Como parte integrante do Benfica Lab – infraestrutura que procura, de forma ativa, potenciar, auxiliar e melhorar o rendimento dos jogadores – o 360S é composto por uma sala com cerca de 40 m², quatro paredes revestidas a rede LED, um relvado sintético e quatro lançadores de bola.
Enquanto vai controlando remotamente os próximos exercícios, Nuno Maurício, coordenador do equipamento, explica-nos mais exaustivamente em que consiste o 360S. “É uma máquina de treino virtual na qual procuramos replicar no contexto digital situações de jogo e de treino de forma a potenciar o desenvolvimento das capacidades técnicas, físicas e psicológicas dos jogadores”.
Destaca que a grande vantagem deste equipamento, exclusivo do Benfica, foi ter resultado de uma parceria estratégica. O clube e o Benfica Lab associaram-se a uma empresa de tecnologia portuguesa – a 360S. Esta sinergia beneficiou do know-how científico e desportivo do Benfica; e o Benfica Lab beneficiou do conhecimento tecnológico da empresa.

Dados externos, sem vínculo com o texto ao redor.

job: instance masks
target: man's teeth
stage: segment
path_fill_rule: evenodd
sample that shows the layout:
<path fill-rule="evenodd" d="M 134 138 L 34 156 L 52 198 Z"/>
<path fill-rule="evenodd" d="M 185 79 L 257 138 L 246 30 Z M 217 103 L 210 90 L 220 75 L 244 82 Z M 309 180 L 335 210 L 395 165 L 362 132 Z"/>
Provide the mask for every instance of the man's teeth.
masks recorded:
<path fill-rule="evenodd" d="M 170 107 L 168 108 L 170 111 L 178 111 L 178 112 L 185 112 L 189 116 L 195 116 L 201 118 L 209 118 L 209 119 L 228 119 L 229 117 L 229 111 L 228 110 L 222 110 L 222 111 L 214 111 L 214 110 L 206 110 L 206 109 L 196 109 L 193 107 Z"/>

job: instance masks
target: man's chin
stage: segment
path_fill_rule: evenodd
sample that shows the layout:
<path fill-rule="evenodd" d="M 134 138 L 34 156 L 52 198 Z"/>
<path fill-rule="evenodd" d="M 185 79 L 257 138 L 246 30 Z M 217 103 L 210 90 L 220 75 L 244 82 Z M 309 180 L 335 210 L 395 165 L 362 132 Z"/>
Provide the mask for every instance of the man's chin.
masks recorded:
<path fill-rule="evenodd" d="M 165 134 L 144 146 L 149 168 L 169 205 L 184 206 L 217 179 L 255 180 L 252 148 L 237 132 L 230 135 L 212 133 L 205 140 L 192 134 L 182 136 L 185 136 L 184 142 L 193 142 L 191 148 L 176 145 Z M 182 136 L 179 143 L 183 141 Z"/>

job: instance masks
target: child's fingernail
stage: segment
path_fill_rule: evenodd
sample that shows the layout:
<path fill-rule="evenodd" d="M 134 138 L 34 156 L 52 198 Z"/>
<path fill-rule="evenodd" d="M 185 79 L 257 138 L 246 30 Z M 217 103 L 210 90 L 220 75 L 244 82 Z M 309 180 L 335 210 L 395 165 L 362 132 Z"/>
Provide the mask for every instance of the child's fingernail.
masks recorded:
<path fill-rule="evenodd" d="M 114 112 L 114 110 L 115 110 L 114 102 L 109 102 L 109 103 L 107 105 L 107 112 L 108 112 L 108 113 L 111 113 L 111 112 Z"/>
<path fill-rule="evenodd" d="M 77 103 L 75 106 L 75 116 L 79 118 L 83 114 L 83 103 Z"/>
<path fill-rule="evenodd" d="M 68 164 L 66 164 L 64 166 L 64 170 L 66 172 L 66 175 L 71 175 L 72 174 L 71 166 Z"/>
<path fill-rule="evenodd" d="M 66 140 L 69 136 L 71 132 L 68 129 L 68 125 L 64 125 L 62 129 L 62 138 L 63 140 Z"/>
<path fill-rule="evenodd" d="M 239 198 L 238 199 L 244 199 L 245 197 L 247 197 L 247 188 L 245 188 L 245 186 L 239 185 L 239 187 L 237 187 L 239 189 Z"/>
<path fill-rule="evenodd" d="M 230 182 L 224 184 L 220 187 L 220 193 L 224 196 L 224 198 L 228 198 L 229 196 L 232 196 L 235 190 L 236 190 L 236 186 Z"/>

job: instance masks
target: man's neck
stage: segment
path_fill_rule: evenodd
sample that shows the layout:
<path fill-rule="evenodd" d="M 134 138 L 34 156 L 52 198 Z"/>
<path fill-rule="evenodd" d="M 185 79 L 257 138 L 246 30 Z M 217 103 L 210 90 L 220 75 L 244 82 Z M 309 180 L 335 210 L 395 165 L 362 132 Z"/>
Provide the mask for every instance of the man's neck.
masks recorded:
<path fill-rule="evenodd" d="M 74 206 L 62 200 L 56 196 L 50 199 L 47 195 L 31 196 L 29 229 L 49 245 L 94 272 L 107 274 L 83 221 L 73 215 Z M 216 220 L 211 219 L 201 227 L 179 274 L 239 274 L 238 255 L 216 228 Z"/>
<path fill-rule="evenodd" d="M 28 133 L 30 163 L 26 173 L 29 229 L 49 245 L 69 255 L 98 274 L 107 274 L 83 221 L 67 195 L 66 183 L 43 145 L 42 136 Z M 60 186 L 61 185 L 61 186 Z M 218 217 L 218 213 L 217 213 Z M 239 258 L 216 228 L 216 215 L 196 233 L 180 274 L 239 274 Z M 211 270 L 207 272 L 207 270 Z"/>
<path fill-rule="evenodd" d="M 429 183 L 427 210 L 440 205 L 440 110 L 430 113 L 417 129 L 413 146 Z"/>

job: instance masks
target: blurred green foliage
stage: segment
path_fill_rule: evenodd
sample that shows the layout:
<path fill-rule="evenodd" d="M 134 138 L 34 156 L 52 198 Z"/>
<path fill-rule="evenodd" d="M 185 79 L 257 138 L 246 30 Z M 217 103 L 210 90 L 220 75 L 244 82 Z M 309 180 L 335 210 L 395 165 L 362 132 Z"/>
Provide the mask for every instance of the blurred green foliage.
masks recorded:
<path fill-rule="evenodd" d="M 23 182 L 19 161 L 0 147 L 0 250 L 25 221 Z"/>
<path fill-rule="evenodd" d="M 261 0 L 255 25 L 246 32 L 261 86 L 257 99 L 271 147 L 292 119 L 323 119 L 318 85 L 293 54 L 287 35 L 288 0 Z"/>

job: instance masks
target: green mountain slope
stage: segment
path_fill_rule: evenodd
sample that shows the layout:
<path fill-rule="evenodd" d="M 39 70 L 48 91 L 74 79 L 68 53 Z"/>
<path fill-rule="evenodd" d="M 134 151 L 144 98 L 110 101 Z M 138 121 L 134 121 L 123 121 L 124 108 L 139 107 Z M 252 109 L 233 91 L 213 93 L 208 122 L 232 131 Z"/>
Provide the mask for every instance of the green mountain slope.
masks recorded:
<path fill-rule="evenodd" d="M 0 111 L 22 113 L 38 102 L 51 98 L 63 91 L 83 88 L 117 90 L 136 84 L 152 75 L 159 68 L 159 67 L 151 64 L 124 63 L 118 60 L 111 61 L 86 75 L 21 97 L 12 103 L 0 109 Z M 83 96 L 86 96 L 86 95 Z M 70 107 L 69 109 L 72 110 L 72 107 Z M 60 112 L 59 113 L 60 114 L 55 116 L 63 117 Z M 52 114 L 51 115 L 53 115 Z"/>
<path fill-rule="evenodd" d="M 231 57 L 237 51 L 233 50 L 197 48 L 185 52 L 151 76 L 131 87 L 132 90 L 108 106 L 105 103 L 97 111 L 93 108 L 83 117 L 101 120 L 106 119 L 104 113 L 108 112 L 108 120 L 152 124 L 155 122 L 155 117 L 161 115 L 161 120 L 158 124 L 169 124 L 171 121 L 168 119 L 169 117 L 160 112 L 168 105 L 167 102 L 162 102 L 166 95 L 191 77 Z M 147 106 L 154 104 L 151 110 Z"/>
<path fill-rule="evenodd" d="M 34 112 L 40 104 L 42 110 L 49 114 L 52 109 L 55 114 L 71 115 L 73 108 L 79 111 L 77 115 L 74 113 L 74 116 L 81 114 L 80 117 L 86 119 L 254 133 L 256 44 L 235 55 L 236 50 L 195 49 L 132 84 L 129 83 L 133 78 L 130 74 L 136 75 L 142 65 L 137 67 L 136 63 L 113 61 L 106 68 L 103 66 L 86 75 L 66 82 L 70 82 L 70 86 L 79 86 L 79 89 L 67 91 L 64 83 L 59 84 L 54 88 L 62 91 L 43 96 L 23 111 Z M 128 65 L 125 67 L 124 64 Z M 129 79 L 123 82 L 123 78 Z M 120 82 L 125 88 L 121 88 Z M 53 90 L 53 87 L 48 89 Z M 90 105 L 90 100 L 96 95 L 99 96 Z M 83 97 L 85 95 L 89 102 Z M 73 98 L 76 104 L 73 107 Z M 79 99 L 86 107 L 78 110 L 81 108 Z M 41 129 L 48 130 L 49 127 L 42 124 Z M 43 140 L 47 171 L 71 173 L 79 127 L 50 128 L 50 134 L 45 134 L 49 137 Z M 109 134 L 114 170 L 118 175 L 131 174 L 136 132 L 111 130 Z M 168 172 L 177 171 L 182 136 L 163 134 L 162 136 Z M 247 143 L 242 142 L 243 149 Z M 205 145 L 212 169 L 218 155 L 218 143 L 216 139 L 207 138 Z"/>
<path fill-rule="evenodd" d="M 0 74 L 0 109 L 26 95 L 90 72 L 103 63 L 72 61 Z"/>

Juntos criaram um produto próprio, muito acima do Estado da Arte, uma vez que até à data da sua implementação, 2014, apenas a equipa de futebol Borussia Dortmund possuía um sistema semelhante – o Footbonaut – mas mais limitado em certos aspetos.
O potencial deste aparelho é extraordinário porque ele permite elaborar um número infindável de exercícios. Para Nuno Maurício, a “imaginação é o nosso limite e, neste momento, posso confidenciar que temos 150 exercícios inseridos na nossa base de dados”.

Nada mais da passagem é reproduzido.